"Um-Shmum. This is the first thing that came to my mind when I received the following text message from a friend yesterday: 'Have I ever mentioned that I have contempt for Ban Ki-moon and the United Nations?' Of course, he was referring to yet another statement from the UN blaming Israel for the horrific terror attacks that we are suffering. Terror attacks which, over the past four months, have claimed an innocent life every four days. Innocents like Dafna Meir, a mother of six, slaughtered in her own home, in front of her children. Innocents like Shlomit Krigman, a beautiful young woman, just starting out in life, butchered while shopping in a supermarket near her grandparents' house. Innocents like my father, Richard Lakin, a retired elementary school principal, civil rights activist and grandfather of eight who was brutally shot and stabbed while riding a public bus home from a doctor's appointment.
Um-Shmum (where um is the Hebrew acronymic pronunciation for 'U.N.', and the "shm"-prefix signifies dismissal, contempt or irony) is a phrase coined by the Israeli Minister of Defense David Ben-Gurion sixty years ago as a response to Prime Minister Moshe Sharett, who had stated in the previous cabinet session that if it hadn't been for the UN resolution of 1947, the State of Israel would not have been founded. According to Sharett's account in his diary, Ben-Gurion shouted: 'Not at all! Only the daring of the Jews founded this country, and not some Um-Shmum resolution.'...

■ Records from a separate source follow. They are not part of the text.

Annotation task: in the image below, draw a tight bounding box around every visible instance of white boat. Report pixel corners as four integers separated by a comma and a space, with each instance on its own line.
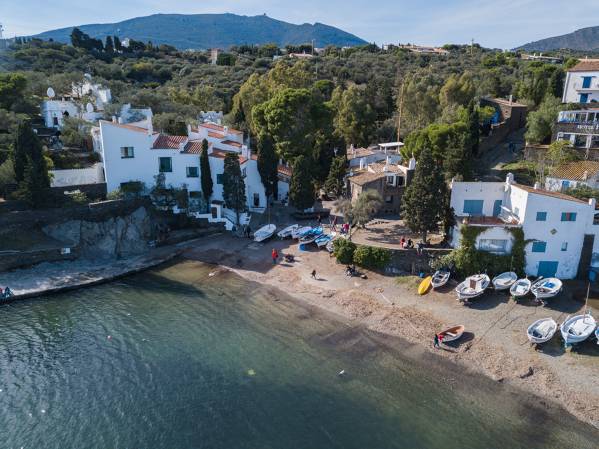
531, 278, 562, 300
492, 272, 517, 291
560, 313, 596, 345
299, 227, 323, 244
455, 274, 490, 301
254, 224, 276, 243
527, 318, 558, 344
510, 278, 531, 298
315, 234, 333, 247
595, 327, 599, 345
437, 325, 464, 342
431, 270, 450, 289
277, 224, 299, 239
292, 226, 312, 239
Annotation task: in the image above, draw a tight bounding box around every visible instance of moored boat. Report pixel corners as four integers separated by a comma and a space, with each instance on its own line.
437, 325, 465, 342
277, 224, 299, 239
560, 313, 596, 346
510, 278, 531, 298
531, 278, 562, 300
299, 227, 323, 244
292, 226, 312, 239
527, 318, 558, 344
492, 272, 517, 291
455, 274, 490, 302
254, 224, 276, 243
431, 270, 450, 289
315, 234, 333, 247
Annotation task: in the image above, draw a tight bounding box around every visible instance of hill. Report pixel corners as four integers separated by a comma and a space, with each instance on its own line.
517, 26, 599, 52
31, 13, 367, 49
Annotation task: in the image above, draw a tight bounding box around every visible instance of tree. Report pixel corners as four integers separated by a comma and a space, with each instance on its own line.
17, 128, 51, 208
401, 147, 448, 242
256, 133, 278, 200
439, 72, 475, 111
200, 139, 213, 209
399, 73, 440, 137
105, 36, 114, 53
13, 122, 34, 183
222, 152, 246, 225
289, 155, 315, 210
324, 155, 346, 197
332, 85, 375, 147
70, 28, 85, 48
352, 190, 383, 227
113, 36, 123, 52
524, 95, 562, 144
0, 73, 27, 110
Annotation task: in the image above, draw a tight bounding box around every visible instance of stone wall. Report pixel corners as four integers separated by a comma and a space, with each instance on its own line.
0, 248, 79, 272
384, 248, 453, 275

Words are being used to incite to hatred, violence and terror. Words are being used to indoctrinate, radicalize, encourage and instruct young people to kill.
When the Secretary General of the United Nations justifies the vicious murder of innocent civilians, chalking it up to "Palestinian frustration," we need to be worried about his words, very worried. It would be a grave mistake to dismiss them with a simple Um-Shmum.